Enhancing Multimodal Model Robustness Under Missing Modalities via Memory-Driven Prompt Learning

Enhancing Multimodal Model Robustness Under Missing Modalities via Memory-Driven Prompt Learning

Yihan Zhao, Wei Xi, Xiao Fu, Jizhong Zhao

Proceedings of the Thirty-Fourth International Joint Conference on Artificial Intelligence
Main Track. Pages 2458-2466. https://doi.org/10.24963/ijcai.2025/274

Existing multimodal models typically assume the availability of all modalities, leading to significant performance degradation when certain modalities are missing.

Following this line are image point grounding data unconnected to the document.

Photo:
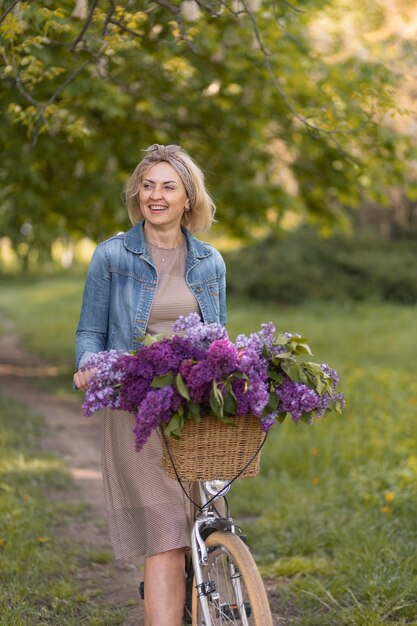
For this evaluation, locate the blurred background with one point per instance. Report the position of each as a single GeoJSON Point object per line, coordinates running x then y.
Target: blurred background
{"type": "Point", "coordinates": [302, 115]}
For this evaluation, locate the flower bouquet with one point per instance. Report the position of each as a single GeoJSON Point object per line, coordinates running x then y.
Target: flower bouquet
{"type": "Point", "coordinates": [198, 374]}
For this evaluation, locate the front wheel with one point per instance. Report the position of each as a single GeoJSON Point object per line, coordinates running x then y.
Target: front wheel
{"type": "Point", "coordinates": [235, 592]}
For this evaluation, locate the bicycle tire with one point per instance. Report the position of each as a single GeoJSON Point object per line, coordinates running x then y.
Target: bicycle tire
{"type": "Point", "coordinates": [228, 553]}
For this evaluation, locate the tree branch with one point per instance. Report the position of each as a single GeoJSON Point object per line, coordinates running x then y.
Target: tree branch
{"type": "Point", "coordinates": [176, 13]}
{"type": "Point", "coordinates": [315, 129]}
{"type": "Point", "coordinates": [7, 11]}
{"type": "Point", "coordinates": [86, 25]}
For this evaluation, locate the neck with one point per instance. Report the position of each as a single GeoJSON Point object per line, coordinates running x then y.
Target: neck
{"type": "Point", "coordinates": [164, 238]}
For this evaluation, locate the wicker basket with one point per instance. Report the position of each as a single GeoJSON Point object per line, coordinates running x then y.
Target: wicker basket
{"type": "Point", "coordinates": [209, 449]}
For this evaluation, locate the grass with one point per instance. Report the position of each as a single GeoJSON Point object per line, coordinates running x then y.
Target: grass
{"type": "Point", "coordinates": [44, 578]}
{"type": "Point", "coordinates": [335, 503]}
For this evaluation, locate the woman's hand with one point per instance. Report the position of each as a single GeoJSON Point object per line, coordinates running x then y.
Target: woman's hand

Recent methods have introduced prompt learning to adapt pretrained models to incomplete data, achieving remarkable performance when the missing cases are consistent during training and inference. However, these methods rely heavily on distribution consistency and fail to compensate for missing modalities, limiting their ability to generalize to unseen missing cases. To address this issue, we propose Memory-Driven Prompt Learning, a framework that adaptively compensates for missing modalities through prompt learning. The compensation strategies are achieved by two types of prompts: generative prompts and shared prompts. Generative prompts retrieve semantically similar samples from a predefined prompt memory that stores modality-specific semantic information, while shared prompts leverage available modalities to provide cross-modal compensation. Extensive experiments demonstrate the effectiveness of the proposed model, achieving significant improvements across diverse missing-modality scenarios, with average performance increasing from 34.76% to 40.40% on MM-IMDb, 62.71% to 77.06% on Food101, and 60.40% to 62.77% on Hateful Memes. The code is available at https://github.com/zhao-yh20/MemPrompt.
Keywords:
Computer Vision: CV: Multimodal learning
Machine Learning: ML: Multi-modal learning